Germany called for the Czech Republic “to reverse its decision to put Temelin into operation and to close the plant.” The “technical document” from Germany’s federal environment ministry (BMU), headed by Jürgen Trittin, was handed to Czech officials by Germany’s embassy in Prague on the same day as the Czech government commission completed an environmental impact assessment on Temelin.
The news affected the stock market, with shares in Czech power utility CEZ plummetting over 20%.
The German government later tried to play down the report in another statement issued later that day. This did not contain an explicit demand for closure, but said that the German government felt obliged to express the concerns of its citizens. It called for talks with the Czech government and stressed the issue was not connected with the question of the application for EU membership by the Czech Republic. However, a spokesman for the German government confirmed: “The official position of the government is that Temelin is not safe and we recommend that it is closed.” Prime minister Milos Zeman said his cabinet will not issue a reaction to the German appeal. He pointed out that it originated from Germany’s environment ministry and claimed it had not been approved by Chancellor Schröder’s cabinet.
Temelin plant director Frantisek Hezoucky responded by writing an open letter to Mr Trittin, inviting him to visit the plant (see p4 for letter). Trittin later said Germany required an answer from the government of the Czech Republic, and he will not be responding to Mr Hezoucky’s letter.
Matters were not improved when, two weeks later, the European Commission transmitted a Working Paper to Milos Zeman and Austrian Chancellor Wolfgang Schüssel. The report on technical safety of Temelin follows six months of talks between Czech and Austrian experts “as part of the efforts to facilitate an understanding on Temelin.” No official response is expected until the document has been translated and considered by all relevant departments including the State Nuclear Safety Office (SUJB). But Prague and Vienna, referring to unofficial information, released contradictory statements on the report.
While Czech Foreign Minister Jan Kavan said recently that the report is positive, the Austrian Environment Ministry says it acknowledges Austrian arguments against Temelin.
The report addresses 29 points that Austria described as problematic. It contains an overview of “basic progress” and “tangible added value in comparison with the (plant’s) previous state.” The EC says Austria had the chance to express its reservations, while the Czech authorities responded with deep and extensive statements.

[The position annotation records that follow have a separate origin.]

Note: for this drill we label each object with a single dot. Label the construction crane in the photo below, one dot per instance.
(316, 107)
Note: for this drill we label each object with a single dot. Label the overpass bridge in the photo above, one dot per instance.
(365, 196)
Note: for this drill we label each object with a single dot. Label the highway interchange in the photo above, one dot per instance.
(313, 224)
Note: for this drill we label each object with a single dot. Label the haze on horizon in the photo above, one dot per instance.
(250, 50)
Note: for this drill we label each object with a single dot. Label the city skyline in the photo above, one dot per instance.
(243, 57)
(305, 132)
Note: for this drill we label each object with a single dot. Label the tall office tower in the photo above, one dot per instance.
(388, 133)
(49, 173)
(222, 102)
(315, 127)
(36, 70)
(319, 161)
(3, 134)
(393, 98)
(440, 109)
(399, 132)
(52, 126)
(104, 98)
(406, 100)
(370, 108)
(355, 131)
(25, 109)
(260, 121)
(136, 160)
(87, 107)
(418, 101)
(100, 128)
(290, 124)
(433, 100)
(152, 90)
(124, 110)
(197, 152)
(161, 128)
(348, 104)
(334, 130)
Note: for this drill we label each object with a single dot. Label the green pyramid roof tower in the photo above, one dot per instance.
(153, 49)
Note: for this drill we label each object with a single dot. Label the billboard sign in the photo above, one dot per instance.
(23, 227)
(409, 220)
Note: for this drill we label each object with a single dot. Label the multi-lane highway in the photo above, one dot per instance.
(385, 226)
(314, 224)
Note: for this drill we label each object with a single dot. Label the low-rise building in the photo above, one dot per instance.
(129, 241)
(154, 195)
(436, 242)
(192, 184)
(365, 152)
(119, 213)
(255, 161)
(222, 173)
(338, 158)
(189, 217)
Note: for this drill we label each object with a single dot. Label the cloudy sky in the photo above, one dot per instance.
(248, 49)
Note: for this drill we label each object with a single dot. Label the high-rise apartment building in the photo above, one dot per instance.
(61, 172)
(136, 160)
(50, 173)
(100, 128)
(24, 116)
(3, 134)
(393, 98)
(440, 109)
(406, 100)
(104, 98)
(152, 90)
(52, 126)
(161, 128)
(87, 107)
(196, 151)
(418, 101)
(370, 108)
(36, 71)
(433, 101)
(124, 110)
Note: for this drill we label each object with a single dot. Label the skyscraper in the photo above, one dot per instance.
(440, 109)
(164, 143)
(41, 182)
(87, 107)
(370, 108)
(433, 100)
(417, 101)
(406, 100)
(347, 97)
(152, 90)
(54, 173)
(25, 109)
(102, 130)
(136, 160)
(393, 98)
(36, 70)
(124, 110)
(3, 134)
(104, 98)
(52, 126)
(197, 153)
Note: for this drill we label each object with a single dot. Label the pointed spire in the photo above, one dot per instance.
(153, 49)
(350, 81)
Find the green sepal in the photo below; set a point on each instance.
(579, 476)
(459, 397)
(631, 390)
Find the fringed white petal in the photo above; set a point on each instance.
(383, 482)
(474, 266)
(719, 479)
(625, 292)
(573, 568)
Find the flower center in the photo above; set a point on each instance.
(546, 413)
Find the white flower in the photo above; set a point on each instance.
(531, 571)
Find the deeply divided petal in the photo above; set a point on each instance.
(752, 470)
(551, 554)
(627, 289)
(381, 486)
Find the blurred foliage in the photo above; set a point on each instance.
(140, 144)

The report divides the 29 points into three groups: those that have been resolved; those that will be the subject of routine dialogue between both countries; and those on which there has been some success in “narrowing the gap” in opinions.
The final report of the European Commission concluding the Melk process is due at the end of September.
Temelin was restarted in the middle of August following a three-month shutdown due to a deformation of a low-pressure part of the turbine. One week later, however, the reactor was shut down again. Plant spokesman Milan Nebesar said the latest glitch had been traced to the plant’s automatic regulators, which would be readjusted.